57 jours de grève au Samu social de Paris : ce qu’ont gagné les salariés (21/08/2026)

Article de Guillaume Bernard , publié par Basta! le 21.08.2026

Après 57 jours de grève, les travailleurs du Samu social de Paris ont signé un protocole de sortie de grève le 18 août 2026. La structure compte environ 900 salariés, qui accompagnent les personnes sans-abri en Île-de-France et gère notamment le numéro dédié au appels sociaux d’urgence, le « 115 ».

« Lorsque les agentes s’organisent et construisent le rapport de force, des victoires sont possibles », écrit le syndicat CGT du Samu social de Paris, majoritaire et fortement impliqué dans le conflit, dans un communiqué de presse du 19 août.

Car la bataille a été rude, en plein été caniculaire. La lutte des salariés du Samu social s’est doublée d’une occupation de parvis du siège social de la structure, dans le 13e arrondissement de la capitale, par des familles sans logement. Au plus fort du mouvement, 450 personnes y ont participé, dont 200 enfants, avant leur évacuation par la police, le 13 août, par 38 degrés.

Pour 250 d’entre elles, dont 70 enfants, l’occupation continue désormais devant la mairie du 3e arrondissement de Paris. « Et il en arrive de plus en plus, dit Florence*, ex-gréviste du Samu social de Paris, qui continue à se rendre sur le nouveau lieu d’occupation.
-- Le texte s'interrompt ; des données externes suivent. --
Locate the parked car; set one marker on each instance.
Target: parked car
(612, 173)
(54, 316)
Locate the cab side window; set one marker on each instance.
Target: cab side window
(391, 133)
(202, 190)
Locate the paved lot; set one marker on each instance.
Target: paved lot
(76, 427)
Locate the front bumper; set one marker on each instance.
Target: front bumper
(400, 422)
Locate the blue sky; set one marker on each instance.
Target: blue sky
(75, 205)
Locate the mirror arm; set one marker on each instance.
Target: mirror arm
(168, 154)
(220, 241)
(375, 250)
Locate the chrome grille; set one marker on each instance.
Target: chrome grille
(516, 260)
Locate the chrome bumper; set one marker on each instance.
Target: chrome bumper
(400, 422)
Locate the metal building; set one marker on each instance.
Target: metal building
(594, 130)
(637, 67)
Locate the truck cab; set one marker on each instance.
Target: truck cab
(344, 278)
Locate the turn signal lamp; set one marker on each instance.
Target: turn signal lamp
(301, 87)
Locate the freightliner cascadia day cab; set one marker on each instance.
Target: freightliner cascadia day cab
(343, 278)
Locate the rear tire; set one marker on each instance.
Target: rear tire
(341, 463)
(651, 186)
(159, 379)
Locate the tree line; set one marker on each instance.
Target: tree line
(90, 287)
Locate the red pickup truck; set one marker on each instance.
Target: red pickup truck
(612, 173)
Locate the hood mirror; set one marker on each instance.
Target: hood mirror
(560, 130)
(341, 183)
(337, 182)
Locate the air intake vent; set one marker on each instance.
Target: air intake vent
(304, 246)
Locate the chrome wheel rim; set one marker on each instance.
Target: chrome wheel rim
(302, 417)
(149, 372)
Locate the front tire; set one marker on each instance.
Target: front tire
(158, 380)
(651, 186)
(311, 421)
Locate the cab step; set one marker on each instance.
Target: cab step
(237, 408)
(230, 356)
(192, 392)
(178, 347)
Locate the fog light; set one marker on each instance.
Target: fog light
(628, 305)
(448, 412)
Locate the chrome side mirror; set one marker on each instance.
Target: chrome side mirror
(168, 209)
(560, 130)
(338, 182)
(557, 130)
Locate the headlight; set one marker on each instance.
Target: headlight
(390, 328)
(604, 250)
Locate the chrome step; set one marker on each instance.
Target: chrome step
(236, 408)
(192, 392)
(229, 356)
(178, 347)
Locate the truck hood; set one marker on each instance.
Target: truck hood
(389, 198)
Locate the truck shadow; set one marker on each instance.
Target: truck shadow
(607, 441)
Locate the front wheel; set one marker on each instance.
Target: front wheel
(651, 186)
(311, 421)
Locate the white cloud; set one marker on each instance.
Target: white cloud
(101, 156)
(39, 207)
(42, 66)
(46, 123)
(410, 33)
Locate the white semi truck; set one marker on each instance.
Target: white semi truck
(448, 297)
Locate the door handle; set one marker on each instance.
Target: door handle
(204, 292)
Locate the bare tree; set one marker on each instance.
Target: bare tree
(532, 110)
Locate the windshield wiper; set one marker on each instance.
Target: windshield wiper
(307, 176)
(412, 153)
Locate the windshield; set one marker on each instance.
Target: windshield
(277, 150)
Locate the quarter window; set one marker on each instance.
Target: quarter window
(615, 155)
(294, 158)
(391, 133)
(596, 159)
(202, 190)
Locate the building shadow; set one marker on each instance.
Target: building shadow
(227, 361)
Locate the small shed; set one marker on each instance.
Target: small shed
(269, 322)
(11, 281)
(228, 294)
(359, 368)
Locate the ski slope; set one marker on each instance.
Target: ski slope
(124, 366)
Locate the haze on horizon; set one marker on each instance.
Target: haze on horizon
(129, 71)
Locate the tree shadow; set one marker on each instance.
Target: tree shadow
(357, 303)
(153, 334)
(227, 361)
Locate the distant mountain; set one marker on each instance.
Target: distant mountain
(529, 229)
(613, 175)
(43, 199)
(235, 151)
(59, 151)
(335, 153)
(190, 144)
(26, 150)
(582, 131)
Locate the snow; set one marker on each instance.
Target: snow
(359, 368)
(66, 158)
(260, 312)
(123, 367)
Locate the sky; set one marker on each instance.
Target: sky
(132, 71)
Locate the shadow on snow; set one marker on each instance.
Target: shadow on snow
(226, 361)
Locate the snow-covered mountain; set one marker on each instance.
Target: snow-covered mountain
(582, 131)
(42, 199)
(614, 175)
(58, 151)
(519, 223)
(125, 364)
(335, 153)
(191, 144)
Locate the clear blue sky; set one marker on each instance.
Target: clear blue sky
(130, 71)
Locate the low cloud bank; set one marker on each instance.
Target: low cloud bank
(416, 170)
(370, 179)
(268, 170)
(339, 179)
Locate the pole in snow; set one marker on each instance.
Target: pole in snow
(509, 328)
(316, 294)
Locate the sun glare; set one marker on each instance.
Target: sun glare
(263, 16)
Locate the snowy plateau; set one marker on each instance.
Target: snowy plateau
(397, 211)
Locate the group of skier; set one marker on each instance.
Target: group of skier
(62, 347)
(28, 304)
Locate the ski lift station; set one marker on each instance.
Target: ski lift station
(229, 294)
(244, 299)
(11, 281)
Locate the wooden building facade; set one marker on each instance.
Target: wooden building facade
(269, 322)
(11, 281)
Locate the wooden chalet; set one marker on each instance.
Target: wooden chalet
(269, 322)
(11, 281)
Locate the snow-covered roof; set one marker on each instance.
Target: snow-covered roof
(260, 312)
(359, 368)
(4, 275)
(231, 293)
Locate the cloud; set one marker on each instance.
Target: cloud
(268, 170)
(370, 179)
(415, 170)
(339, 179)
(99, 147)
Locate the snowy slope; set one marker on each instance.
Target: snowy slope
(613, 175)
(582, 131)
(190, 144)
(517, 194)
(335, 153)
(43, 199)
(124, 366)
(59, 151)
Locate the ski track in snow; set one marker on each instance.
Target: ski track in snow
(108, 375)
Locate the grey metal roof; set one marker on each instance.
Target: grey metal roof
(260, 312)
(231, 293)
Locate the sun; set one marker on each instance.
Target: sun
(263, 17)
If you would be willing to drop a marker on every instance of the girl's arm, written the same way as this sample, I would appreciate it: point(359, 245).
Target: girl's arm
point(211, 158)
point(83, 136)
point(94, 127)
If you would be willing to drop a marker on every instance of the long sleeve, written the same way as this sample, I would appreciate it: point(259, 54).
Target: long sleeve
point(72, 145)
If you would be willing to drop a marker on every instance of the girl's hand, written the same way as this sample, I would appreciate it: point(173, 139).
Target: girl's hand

Ce sont des familles auxquelles on parle tous les jours, il va de soi que l’on continue à les soutenir, depuis le début leur lutte est liée à la nôtre. »
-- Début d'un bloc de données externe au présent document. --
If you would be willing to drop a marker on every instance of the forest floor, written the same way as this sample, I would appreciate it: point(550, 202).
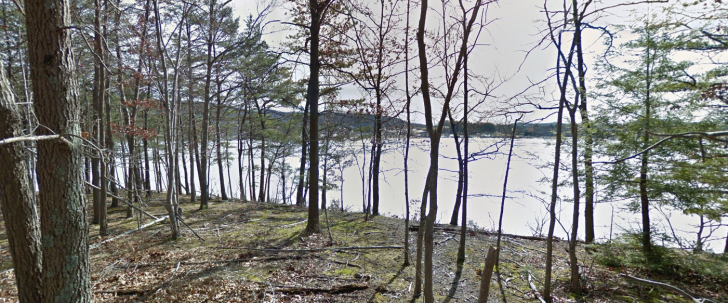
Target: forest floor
point(256, 252)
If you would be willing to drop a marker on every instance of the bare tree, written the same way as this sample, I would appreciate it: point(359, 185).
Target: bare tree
point(434, 133)
point(60, 176)
point(17, 200)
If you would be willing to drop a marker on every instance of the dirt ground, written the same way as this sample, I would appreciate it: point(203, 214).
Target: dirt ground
point(256, 252)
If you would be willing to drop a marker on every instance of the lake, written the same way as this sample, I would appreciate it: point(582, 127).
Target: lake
point(525, 205)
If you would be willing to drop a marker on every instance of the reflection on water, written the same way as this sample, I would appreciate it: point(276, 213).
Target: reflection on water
point(525, 208)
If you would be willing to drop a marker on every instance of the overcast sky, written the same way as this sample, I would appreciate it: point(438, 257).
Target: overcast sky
point(516, 29)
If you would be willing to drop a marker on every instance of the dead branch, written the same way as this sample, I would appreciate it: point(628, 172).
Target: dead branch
point(534, 289)
point(33, 139)
point(122, 292)
point(486, 233)
point(333, 290)
point(292, 224)
point(128, 232)
point(486, 275)
point(313, 249)
point(125, 202)
point(665, 286)
point(346, 263)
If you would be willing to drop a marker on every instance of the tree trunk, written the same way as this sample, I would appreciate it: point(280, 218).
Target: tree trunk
point(316, 10)
point(378, 143)
point(17, 200)
point(463, 176)
point(587, 134)
point(60, 176)
point(221, 174)
point(304, 146)
point(644, 162)
point(204, 182)
point(191, 131)
point(555, 179)
point(99, 102)
point(573, 261)
point(406, 261)
point(459, 192)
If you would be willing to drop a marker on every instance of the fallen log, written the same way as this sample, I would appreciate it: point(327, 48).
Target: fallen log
point(95, 245)
point(486, 233)
point(311, 249)
point(125, 202)
point(333, 290)
point(665, 286)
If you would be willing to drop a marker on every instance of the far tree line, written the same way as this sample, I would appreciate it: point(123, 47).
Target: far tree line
point(114, 99)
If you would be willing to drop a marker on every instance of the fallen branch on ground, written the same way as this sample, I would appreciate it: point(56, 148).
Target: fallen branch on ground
point(534, 289)
point(122, 292)
point(333, 290)
point(128, 232)
point(666, 286)
point(122, 200)
point(312, 249)
point(292, 224)
point(346, 263)
point(238, 260)
point(487, 233)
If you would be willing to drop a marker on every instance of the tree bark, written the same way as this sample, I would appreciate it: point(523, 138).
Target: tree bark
point(573, 261)
point(64, 228)
point(316, 9)
point(218, 136)
point(17, 200)
point(644, 162)
point(304, 147)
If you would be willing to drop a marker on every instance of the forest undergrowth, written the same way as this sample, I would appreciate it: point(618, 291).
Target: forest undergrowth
point(257, 252)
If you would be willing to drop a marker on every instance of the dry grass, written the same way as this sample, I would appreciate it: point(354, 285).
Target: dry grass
point(146, 266)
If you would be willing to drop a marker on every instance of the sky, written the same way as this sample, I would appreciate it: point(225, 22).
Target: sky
point(508, 50)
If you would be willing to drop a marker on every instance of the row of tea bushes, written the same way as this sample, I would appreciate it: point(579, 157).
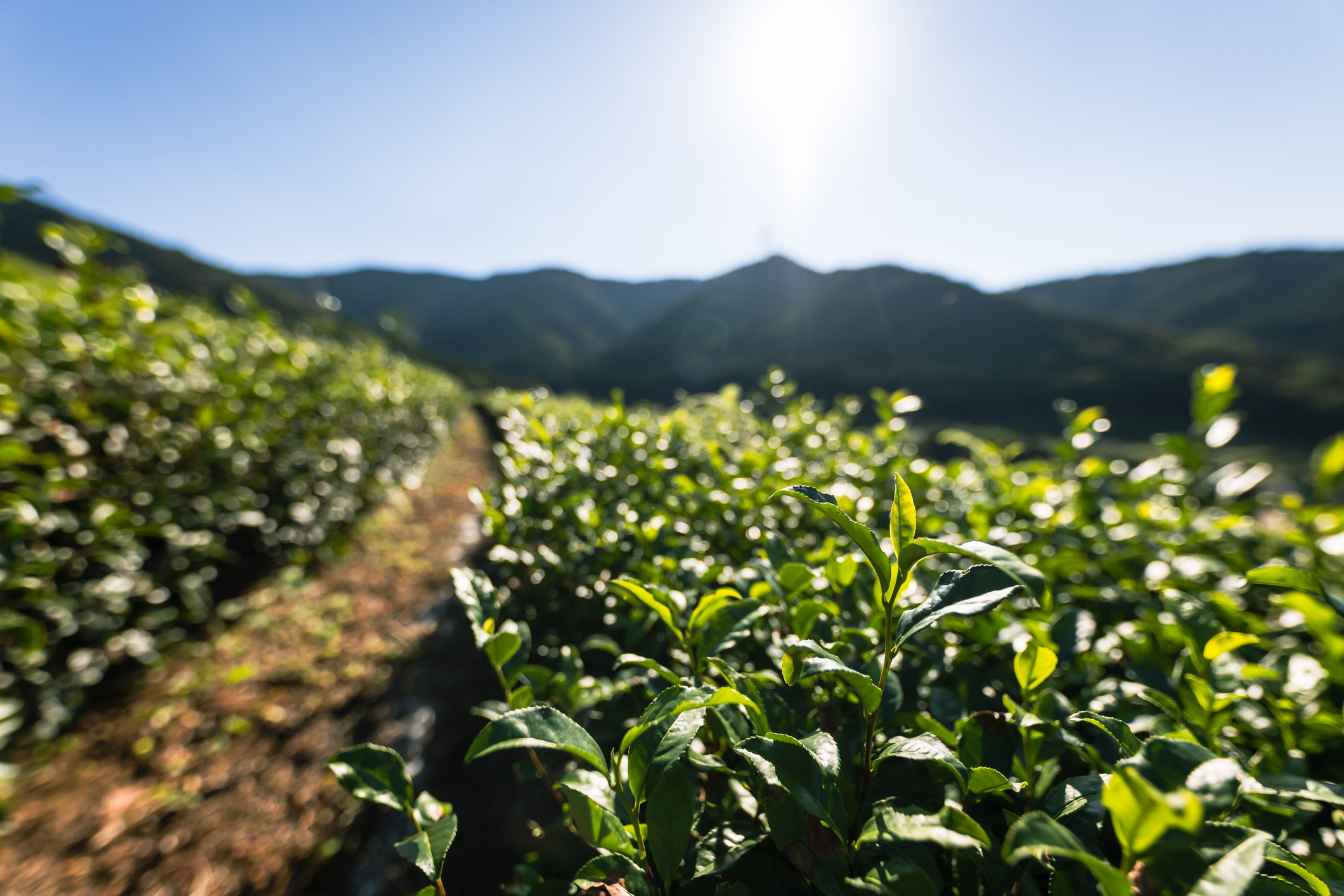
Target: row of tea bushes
point(153, 452)
point(1144, 547)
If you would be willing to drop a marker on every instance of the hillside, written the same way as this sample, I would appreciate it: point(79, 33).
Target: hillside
point(533, 327)
point(973, 357)
point(1285, 300)
point(169, 269)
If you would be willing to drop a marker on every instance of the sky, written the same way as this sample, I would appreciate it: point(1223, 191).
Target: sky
point(995, 141)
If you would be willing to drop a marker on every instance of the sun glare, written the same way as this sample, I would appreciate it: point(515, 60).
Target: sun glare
point(796, 73)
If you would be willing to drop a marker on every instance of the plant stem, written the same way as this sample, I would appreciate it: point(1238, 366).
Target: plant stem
point(866, 773)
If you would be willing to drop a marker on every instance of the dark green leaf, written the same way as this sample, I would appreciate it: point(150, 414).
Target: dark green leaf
point(727, 625)
point(1234, 872)
point(671, 814)
point(374, 773)
point(959, 591)
point(591, 807)
point(640, 597)
point(807, 774)
point(926, 747)
point(1038, 836)
point(895, 876)
point(1167, 762)
point(1297, 786)
point(501, 646)
point(1215, 782)
point(721, 849)
point(824, 662)
point(1283, 577)
point(614, 868)
point(860, 534)
point(536, 727)
point(1118, 731)
point(429, 810)
point(669, 750)
point(515, 664)
point(891, 825)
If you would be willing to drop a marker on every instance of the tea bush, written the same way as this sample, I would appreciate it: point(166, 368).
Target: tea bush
point(152, 449)
point(1089, 668)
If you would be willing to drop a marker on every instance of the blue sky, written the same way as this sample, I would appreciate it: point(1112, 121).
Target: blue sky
point(998, 141)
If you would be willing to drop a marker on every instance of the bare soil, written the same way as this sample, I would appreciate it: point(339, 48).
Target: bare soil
point(206, 776)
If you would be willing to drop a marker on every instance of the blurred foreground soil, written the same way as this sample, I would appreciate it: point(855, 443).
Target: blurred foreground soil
point(205, 777)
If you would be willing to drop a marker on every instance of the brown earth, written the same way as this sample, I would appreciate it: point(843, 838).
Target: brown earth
point(206, 777)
La grève reconductible déclenchée le 23 juin est principalement due à la superposition d’une situation d’urgence sociale croissante pour les personnes hébergées avec une dégradation des conditions de travail des salariés du Samu social. Selon les grévistes interrogés, quelques dizaines de salariés ont maintenu cette grève sur la durée. Des journée dites « de temps fort » ont en revanche permis de mobiliser davantage. Des chiffres globalement confirmés par la direction qui comptabilise « 10 grévistes en moyenne par jour, à l’exception de 5 journées de mobilisation importante où l’on a pu décompter entre 50 et 70 grévistes ».

Ces derniers revendiquent des avancées significatives sur leurs conditions de travail et la limitation des risques psychosociaux auxquels ils sont exposés, notamment pour « les écoutantes » du 115, professions principalement à l’origine de la grève.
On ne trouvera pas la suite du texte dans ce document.